A fresh flurry of hailstones dash against my window and I'm a little worried that Jane left the doors unlocked but also grateful she left the heating on. I remember smiling; thinking that she forgot the heating in her haste to leave me all alone—the stroppy cow.'

Siska chuckled under her breath.

'I knew the old building was a decorated veteran when it came to holding out storms, so I felt pretty safe. What I didn't know was how many rooms were on the floors above or below me. Aside from the kitchen and one big lounge on the ground floor, I didn't know anything about the place. I thought back to the key-box and mentally counted about 20 rooms with locks. There were three floors in total and about 10 washrooms. All this counting kept me busy from dwelling on the fact I was stranded in a remote hotel, for a whole night, and I fell asleep. I just don't know what woke me first...'

'Bumps in the nights?' Siska ventured with a pinched smile. 
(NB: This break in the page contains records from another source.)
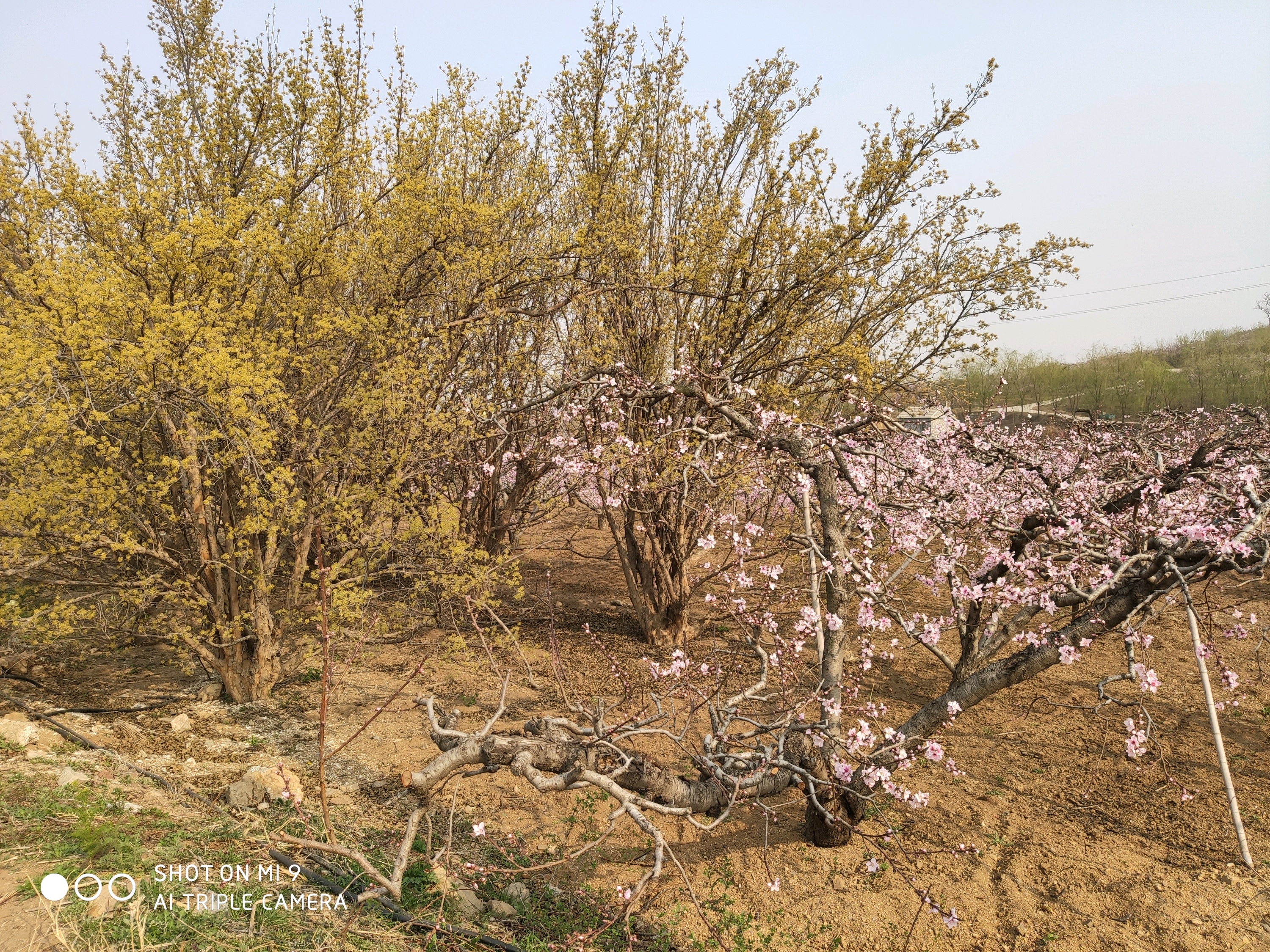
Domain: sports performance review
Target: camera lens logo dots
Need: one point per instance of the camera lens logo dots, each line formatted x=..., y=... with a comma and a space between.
x=54, y=888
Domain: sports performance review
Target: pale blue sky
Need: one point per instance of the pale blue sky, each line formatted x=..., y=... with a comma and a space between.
x=1142, y=127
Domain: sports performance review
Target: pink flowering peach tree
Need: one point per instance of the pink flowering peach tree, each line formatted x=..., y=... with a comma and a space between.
x=994, y=553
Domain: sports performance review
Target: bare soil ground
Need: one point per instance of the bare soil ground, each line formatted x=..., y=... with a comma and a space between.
x=1079, y=847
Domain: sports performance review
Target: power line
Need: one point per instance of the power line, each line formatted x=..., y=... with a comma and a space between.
x=1152, y=283
x=1140, y=304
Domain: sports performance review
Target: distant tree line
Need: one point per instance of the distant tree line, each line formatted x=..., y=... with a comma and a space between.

'It was...heavy stomping...against the ceiling above me, followed by a smashing sound. I remember bolting upright in bed, thrashing my sheets and getting up.'

'Fuuuck...' Siska whispered.

'Of course, all of that could be blamed on the cocktail of melatonin and the thunder, now rumbling low. As I regained full consciousness, I considered how one of the windows upstairs might have been damaged in the growing gale.' 

My breath caught as if on a fish bone. 'Then, there was the laughter.'

Siska's broadening eyes stopped blinking as she waited for me to explain. 

I nodded, 'I clearly recalled a roll of laughter behind the stomping and the storm, just before I woke up. Not sure if it was mocking or simply amused but it didn't fit into my notion of reality either way... No matter how bloody hard I tried, I couldn't get it out of my head. It was haunting.

It's only a nightmare, I thought at this point, and I prodded under my bed for my bag containing my phone. 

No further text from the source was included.